Caring for the Caregiver


Older adults, especially older adults with an underlying dementia are more vulnerable to developing delirium. The presentation of delirium characterized as an abrupt change in mental status caused by physiological consequences of a medical condition is very frightening to family caregivers. The change in the level of functioning, abrupt behavioral changes sometimes marked by psychosis and agitation, and altered confusion is devastating. It is not uncommon for caregivers to believe that the presentation of symptoms is a rapid acceleration of the dementia. At times this can delay treatment and subsequently increase the risk of mortality in the patient.

Caregivers often feel guilty they did not seek treatment quicker. They may start making plans for a higher level of long term care in the face of the acute decrease in functioning. It is not uncommon for caregivers to feel burdened and burned out by frequent changes in mental status.
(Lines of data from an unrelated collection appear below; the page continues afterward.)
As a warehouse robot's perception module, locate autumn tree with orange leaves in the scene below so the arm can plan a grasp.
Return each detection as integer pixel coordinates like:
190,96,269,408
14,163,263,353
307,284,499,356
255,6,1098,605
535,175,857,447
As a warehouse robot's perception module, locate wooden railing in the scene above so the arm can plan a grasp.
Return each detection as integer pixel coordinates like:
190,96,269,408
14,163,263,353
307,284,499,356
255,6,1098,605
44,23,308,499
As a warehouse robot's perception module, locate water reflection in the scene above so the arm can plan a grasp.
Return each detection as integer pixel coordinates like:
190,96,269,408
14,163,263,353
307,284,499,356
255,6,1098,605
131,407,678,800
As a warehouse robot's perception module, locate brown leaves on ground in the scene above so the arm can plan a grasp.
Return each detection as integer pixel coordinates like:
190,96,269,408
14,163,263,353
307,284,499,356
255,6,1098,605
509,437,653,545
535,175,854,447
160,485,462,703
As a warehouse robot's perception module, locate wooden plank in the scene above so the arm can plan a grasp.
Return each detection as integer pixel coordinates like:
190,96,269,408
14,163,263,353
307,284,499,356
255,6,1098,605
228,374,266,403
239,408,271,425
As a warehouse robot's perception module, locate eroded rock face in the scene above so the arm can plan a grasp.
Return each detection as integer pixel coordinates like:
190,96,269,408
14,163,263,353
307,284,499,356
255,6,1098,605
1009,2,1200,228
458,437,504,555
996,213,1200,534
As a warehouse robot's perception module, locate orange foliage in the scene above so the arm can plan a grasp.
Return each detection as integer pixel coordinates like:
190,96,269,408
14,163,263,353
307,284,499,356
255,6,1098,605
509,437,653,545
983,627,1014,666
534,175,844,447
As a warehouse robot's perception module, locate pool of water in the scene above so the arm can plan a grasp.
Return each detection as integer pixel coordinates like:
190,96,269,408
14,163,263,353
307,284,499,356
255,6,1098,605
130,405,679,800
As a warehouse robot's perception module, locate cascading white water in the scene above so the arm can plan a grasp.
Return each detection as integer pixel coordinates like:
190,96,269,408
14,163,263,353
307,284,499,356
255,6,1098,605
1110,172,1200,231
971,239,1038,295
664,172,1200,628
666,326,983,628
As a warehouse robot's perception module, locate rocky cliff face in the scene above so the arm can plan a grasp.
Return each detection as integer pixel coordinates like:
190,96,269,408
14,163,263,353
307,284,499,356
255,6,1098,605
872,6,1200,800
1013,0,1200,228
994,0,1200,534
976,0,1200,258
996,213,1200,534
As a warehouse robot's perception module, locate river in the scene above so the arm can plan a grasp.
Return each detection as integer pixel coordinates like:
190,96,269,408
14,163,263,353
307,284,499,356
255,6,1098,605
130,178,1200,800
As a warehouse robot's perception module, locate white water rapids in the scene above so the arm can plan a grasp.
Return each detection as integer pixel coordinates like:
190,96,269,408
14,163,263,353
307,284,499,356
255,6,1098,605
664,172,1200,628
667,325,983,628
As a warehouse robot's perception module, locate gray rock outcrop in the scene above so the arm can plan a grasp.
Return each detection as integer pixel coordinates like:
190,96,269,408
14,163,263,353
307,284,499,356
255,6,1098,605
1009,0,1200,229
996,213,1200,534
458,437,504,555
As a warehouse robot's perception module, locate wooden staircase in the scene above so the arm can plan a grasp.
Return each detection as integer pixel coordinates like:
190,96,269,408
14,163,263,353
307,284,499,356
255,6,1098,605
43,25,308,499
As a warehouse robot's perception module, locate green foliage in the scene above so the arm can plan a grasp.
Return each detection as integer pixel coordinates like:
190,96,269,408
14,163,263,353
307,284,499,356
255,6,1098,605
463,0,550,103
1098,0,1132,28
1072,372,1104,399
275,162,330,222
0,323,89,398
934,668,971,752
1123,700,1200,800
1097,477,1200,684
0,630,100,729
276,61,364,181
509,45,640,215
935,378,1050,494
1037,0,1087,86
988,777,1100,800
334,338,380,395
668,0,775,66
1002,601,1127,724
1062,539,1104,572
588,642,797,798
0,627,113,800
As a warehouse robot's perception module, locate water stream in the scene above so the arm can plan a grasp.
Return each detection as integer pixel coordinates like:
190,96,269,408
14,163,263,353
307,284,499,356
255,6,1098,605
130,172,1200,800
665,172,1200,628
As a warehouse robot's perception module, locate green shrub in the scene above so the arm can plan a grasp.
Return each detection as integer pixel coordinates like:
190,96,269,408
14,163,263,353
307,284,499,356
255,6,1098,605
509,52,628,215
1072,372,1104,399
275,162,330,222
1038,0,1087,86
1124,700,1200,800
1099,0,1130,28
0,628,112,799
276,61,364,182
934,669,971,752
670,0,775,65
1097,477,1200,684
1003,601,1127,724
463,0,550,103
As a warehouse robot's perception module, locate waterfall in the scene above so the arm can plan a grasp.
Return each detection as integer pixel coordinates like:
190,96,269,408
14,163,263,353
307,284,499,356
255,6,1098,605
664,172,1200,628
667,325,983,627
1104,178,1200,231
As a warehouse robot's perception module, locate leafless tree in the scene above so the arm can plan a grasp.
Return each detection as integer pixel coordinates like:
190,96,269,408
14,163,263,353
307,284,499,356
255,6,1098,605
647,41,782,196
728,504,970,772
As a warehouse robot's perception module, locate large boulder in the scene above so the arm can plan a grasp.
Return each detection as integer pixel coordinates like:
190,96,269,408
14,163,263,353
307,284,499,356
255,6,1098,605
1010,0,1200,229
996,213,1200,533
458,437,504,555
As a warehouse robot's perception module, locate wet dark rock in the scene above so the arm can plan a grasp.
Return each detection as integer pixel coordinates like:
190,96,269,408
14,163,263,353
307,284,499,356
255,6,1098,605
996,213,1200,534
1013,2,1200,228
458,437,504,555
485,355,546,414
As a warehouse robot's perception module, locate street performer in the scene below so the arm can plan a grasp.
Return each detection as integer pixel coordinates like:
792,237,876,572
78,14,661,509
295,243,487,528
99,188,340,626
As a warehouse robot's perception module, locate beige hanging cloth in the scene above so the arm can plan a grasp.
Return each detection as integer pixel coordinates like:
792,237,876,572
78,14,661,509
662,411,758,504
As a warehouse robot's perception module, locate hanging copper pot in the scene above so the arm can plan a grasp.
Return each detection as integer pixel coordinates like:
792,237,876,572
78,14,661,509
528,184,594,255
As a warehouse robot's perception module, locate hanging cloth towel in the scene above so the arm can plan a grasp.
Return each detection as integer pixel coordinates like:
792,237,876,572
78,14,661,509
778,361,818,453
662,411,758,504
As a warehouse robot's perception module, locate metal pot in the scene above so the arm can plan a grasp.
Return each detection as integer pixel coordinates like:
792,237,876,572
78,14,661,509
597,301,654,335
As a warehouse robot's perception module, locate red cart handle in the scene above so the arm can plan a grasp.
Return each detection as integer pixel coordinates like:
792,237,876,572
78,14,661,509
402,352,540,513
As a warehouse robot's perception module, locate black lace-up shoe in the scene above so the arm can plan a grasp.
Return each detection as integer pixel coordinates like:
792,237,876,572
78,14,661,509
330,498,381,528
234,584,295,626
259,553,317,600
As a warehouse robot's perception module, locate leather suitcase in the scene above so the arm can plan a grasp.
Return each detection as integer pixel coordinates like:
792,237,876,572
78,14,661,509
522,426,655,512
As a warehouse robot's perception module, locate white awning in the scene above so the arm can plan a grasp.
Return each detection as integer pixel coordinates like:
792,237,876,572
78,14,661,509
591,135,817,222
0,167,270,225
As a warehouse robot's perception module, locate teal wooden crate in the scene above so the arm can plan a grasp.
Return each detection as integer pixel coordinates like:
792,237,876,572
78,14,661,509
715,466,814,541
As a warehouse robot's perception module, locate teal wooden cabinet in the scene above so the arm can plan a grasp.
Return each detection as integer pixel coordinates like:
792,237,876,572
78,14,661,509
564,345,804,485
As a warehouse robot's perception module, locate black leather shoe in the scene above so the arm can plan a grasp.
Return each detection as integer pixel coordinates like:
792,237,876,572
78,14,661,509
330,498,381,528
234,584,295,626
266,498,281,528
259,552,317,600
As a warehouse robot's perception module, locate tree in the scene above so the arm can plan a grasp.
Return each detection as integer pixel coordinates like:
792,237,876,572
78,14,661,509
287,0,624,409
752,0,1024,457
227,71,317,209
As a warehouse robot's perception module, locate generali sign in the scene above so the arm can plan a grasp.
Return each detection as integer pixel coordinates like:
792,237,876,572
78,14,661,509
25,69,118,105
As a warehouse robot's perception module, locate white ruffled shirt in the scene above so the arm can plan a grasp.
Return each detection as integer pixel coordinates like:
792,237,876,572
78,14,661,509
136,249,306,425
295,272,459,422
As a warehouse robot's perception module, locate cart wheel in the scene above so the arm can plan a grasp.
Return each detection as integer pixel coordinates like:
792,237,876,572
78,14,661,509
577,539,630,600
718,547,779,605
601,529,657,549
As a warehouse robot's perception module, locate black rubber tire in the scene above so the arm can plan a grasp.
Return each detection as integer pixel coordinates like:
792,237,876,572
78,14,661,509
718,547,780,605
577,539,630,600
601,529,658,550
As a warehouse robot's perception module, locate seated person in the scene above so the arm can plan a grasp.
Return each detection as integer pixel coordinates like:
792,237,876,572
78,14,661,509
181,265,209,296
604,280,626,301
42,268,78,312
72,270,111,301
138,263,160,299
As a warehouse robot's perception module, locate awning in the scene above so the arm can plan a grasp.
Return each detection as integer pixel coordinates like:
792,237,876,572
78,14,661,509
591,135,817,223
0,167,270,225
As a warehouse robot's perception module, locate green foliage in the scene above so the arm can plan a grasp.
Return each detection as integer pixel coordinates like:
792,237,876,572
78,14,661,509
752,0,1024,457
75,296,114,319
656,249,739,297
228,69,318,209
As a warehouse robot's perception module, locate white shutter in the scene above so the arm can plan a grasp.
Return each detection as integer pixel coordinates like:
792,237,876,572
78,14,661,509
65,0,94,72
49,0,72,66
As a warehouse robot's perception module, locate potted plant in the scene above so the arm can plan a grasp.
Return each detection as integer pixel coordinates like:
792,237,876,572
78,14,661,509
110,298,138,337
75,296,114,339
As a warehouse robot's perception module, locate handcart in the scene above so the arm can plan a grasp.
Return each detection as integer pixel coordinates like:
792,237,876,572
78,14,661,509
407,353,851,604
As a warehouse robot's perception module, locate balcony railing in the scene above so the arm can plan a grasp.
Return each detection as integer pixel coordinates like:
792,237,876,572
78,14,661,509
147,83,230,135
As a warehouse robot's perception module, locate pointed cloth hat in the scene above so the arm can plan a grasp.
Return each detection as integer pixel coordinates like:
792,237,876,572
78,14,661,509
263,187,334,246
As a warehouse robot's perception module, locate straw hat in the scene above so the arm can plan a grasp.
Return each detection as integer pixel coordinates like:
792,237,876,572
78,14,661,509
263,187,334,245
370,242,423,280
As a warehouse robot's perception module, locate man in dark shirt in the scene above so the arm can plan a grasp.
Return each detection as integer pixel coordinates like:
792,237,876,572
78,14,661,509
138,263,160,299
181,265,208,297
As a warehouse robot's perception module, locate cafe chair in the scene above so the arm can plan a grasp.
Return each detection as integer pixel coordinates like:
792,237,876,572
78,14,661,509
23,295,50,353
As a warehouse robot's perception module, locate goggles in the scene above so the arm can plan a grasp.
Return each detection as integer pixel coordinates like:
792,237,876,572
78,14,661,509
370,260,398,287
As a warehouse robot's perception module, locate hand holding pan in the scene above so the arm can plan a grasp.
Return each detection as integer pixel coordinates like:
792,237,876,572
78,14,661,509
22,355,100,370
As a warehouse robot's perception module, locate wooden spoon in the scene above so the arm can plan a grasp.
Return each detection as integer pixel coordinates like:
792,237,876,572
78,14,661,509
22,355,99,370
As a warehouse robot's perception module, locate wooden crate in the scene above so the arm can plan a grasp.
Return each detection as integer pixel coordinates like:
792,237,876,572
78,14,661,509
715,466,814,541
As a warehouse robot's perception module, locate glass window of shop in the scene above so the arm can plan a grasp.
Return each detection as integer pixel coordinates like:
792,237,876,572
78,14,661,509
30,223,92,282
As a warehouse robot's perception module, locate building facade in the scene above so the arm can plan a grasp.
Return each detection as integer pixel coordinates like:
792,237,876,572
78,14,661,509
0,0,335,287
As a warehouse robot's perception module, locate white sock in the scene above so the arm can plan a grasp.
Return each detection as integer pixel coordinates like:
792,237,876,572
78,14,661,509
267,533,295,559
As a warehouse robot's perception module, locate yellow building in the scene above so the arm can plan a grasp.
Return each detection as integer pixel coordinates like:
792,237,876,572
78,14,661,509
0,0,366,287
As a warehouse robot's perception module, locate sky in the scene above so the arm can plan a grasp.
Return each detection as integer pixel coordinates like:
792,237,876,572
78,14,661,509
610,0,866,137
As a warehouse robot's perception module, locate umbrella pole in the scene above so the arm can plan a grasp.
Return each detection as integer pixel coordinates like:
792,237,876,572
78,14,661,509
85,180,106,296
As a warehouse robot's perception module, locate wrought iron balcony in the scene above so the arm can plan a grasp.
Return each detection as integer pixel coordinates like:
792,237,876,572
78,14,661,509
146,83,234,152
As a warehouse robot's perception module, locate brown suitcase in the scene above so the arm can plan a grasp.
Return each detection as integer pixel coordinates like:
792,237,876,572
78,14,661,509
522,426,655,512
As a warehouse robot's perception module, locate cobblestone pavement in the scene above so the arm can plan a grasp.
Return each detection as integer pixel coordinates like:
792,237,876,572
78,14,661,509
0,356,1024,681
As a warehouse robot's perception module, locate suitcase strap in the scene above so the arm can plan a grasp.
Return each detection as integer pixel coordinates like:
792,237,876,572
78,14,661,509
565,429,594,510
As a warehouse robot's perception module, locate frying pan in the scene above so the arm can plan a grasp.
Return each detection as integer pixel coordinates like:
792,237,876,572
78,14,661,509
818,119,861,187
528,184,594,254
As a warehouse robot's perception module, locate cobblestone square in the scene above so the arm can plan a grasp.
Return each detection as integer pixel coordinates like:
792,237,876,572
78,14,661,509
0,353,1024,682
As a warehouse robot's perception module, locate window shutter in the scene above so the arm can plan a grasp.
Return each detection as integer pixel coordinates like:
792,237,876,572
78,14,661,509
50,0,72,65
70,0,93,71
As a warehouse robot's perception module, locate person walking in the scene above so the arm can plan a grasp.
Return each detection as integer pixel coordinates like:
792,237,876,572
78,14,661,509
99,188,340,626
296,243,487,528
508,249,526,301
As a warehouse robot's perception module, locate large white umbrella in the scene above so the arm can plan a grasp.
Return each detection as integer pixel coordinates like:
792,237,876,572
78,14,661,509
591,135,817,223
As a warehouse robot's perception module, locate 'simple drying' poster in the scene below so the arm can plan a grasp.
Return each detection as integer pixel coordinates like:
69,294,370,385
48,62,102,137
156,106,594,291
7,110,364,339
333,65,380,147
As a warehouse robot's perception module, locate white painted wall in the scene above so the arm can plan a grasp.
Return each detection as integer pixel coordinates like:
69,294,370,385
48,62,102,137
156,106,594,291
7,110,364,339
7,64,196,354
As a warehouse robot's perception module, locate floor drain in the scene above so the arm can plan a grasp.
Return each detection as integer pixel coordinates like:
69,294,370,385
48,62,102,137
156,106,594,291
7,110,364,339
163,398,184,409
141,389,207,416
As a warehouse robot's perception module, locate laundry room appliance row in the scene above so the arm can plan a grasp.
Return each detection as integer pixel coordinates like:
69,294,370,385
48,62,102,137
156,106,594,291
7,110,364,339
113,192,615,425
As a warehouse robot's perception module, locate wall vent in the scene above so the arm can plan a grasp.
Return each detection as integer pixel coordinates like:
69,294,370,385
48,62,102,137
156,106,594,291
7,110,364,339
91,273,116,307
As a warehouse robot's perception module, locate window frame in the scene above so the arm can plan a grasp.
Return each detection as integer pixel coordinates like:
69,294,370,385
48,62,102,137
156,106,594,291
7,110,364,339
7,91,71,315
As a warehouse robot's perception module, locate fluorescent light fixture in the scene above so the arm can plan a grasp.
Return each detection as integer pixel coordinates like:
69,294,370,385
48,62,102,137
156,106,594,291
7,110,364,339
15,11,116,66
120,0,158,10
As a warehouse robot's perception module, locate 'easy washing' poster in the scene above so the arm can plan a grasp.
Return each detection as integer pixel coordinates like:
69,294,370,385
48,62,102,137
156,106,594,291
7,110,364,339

The waxing and waning of symptoms exhibited by the patient can be both exhausting and confusing.

Helping caregivers better identify the change in mental status as potentially being a delirium can help them to feel more secure in the caregiving role. In addition supporting them during the often turbulent transitions between care settings can help with more favorable outcomes for them as well as the patient.

The inclusion of the family caregiver cannot be overlooked. This teaching strategy can be used to help students better learn how to help the family caregiver with education about dementia and delirium, resources for situational decision making and emotional support.